Givenchy

PARIS, March 9, 2002
By Sarah Mower
Julien Macdonald has been handed the mandate to carve out a distinct, but commercially-viable identity for the house of Givenchy. For Fall—his second collection as creative director— Macdonald brought in a few of the design ideas currently making the rounds. Patchwork, handkerchief-point chiffon dresses, biker jackets and the somewhat exhausted Casbah look all made an appearance.

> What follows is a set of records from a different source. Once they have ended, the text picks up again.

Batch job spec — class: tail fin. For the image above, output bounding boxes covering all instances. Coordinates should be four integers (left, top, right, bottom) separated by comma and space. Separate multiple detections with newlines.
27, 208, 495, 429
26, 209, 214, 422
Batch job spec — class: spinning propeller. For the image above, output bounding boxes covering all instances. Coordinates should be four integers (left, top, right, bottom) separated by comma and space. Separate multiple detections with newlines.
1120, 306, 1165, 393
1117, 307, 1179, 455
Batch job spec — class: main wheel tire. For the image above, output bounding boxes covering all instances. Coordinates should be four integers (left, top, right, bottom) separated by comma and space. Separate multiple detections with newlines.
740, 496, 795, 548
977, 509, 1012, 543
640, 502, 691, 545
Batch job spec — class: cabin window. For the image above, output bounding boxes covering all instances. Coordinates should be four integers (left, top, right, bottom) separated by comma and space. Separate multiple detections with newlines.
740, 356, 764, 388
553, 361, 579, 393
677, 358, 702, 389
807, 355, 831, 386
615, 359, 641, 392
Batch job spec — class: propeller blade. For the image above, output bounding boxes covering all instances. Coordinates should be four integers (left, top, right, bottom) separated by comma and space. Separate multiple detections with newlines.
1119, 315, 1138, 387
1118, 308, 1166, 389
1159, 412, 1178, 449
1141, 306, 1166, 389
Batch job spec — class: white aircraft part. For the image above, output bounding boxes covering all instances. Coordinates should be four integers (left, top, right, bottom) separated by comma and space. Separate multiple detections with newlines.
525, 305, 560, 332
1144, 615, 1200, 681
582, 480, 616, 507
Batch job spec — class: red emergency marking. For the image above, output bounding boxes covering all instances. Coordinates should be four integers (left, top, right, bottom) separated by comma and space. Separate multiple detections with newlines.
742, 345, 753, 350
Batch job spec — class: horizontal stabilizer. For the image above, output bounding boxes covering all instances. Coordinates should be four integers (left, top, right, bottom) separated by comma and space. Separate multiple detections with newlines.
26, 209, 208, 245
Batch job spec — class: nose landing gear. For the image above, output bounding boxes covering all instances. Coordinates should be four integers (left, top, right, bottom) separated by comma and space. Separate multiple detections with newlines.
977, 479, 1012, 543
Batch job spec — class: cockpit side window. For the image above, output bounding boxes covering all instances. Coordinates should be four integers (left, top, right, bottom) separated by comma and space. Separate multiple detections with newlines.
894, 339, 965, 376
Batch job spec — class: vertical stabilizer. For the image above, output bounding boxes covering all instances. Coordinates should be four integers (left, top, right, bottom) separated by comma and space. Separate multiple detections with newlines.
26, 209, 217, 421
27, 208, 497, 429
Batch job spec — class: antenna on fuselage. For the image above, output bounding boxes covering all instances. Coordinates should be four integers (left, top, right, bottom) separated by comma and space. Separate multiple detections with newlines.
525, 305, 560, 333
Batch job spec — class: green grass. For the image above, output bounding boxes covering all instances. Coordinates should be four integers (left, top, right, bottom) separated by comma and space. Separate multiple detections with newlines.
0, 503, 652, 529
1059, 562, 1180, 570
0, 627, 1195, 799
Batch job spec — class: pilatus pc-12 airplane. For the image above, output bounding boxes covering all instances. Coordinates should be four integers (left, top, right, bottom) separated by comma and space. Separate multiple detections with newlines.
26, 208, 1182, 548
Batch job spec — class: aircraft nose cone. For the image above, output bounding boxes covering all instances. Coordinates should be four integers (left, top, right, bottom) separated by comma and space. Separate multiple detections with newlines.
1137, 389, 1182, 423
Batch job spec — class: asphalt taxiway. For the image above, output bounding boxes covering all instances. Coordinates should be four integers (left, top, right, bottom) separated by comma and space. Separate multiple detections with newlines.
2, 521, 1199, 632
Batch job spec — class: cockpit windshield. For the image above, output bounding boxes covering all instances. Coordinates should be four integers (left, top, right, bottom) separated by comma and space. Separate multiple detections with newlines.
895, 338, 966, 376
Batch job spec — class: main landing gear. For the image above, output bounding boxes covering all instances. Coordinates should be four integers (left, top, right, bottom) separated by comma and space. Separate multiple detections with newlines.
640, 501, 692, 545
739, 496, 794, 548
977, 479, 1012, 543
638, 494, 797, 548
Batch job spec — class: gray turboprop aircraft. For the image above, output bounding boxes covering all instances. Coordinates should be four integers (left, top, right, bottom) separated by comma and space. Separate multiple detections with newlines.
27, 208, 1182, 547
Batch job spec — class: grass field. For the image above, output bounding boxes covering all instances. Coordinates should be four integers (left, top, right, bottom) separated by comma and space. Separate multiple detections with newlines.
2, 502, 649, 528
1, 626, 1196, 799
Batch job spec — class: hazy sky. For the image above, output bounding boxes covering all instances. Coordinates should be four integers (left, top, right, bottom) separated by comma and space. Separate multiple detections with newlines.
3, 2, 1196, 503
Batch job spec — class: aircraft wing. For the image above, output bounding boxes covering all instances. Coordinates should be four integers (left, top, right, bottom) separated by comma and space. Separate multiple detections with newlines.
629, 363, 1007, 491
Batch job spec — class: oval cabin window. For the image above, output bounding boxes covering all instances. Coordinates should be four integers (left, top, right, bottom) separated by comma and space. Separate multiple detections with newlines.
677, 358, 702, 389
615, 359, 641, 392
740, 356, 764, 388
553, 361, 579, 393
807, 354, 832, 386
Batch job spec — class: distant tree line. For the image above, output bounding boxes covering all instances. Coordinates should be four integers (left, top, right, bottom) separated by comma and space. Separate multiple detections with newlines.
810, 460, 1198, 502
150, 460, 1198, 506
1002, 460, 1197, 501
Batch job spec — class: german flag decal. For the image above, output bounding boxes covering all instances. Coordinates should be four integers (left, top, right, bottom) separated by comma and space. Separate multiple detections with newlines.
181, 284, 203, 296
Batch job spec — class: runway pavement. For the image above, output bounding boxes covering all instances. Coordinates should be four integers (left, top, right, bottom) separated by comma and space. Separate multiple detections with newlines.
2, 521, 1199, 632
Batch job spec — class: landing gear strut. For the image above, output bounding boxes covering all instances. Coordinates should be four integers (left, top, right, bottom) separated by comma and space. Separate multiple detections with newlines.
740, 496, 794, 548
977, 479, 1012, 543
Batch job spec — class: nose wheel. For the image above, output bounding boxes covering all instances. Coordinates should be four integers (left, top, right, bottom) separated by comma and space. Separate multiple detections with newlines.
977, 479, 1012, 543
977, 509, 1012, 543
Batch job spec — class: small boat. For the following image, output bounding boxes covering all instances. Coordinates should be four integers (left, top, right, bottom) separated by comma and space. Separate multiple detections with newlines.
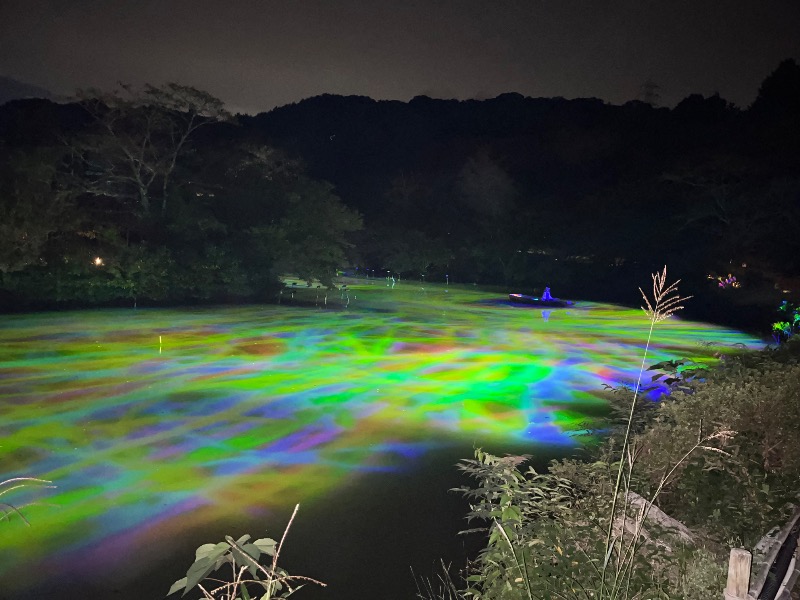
508, 293, 574, 308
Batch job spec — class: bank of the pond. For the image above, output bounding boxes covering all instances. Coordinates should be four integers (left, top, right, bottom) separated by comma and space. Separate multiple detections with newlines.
456, 338, 800, 600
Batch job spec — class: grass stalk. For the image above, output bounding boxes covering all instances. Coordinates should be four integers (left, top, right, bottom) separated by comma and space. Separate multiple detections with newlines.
600, 266, 691, 598
0, 476, 55, 525
495, 519, 537, 600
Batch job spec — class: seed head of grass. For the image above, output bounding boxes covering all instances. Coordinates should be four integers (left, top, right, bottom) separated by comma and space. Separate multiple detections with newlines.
640, 266, 692, 323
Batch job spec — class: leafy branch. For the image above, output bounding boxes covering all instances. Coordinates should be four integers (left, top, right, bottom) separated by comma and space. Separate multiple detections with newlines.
168, 504, 324, 600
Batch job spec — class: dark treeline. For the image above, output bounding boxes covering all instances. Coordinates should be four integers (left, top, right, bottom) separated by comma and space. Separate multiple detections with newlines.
0, 84, 362, 309
1, 60, 799, 323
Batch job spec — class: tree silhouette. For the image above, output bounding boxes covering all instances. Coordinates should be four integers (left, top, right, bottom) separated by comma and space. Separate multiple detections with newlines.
70, 83, 232, 215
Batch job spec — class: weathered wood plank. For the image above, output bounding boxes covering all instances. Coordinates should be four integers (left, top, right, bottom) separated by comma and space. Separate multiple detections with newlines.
724, 547, 752, 600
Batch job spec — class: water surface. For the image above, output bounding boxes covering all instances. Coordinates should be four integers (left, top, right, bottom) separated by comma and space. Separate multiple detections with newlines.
0, 284, 760, 599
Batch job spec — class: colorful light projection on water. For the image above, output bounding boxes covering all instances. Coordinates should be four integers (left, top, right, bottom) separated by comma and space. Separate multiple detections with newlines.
0, 284, 760, 589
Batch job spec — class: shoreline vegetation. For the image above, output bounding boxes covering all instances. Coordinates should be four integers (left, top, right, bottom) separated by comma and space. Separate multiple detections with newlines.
426, 271, 800, 600
3, 61, 800, 337
1, 266, 790, 345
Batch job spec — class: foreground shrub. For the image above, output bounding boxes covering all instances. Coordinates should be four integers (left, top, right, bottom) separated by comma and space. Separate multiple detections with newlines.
168, 505, 324, 600
628, 345, 800, 547
456, 449, 730, 600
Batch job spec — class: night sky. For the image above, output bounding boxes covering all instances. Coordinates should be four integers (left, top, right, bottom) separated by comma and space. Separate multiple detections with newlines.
1, 0, 799, 114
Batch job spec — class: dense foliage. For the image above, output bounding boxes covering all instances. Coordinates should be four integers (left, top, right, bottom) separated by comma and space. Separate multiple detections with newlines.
245, 60, 800, 299
0, 85, 362, 309
455, 339, 800, 599
167, 506, 324, 600
1, 59, 799, 313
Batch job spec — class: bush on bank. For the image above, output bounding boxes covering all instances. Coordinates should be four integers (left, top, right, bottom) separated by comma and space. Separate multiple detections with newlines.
456, 339, 800, 600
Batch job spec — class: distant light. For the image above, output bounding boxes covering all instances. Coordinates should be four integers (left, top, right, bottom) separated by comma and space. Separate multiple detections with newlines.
94, 257, 104, 266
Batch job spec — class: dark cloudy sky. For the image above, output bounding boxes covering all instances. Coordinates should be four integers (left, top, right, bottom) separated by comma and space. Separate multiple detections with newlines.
1, 0, 798, 114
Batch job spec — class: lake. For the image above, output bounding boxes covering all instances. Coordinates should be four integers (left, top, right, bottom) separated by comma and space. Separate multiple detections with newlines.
0, 282, 761, 599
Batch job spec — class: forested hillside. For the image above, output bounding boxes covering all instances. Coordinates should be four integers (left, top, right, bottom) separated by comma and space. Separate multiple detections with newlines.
1, 60, 798, 327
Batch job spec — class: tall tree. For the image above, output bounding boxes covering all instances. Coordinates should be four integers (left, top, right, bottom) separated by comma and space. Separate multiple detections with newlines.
0, 146, 72, 275
253, 179, 362, 286
457, 150, 516, 218
751, 58, 800, 117
70, 83, 232, 215
375, 228, 451, 278
456, 151, 527, 284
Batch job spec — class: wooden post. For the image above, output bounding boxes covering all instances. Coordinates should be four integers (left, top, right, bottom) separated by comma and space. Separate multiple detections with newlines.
724, 548, 752, 600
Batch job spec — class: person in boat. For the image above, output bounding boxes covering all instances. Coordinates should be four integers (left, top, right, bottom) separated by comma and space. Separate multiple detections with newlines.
541, 286, 553, 301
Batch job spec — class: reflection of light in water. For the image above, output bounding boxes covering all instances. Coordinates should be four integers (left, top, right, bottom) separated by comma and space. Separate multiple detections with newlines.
0, 285, 760, 591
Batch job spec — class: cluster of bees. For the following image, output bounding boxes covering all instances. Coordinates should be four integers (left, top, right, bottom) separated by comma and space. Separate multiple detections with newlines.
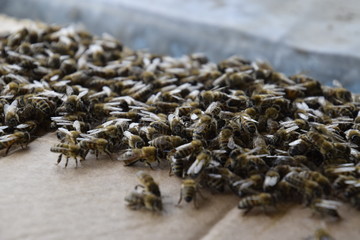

Macdonald opened with a grayish-brown distressed leather patchwork parka worn with gray leather pants and stacked knee-high boots. His take on biker leathers involved cutting and seaming the jacket short and close to the body, then adding an Elizabethan-style standup collar. There were also Walter Raleigh-esque bloomers worn with swashbuckling boots, English country house tapestries fashioned into coats and bags, Gloriana-style gilded brocade jeans and a tights-and-tunic look perhaps inspired by a few late-night Errol Flynn movies.

When he exerts his skills in knitwear—his original claim to fame—Macdonald does best, as he demonstrated briefly in this collection with a huge loopy black sweater and some laddered punk knits. But he quickly returned to glitzier looks, like a lame harem jumpsuit, a gold-edged djellaba coat and some café-au-lait-toned satins for evening. It was hard to find a uniting theme other than a feeling for the Eighties. But fashion skewered that decade to death a year ago, and there is still a sense that this collection is struggling to find a raison d'etre.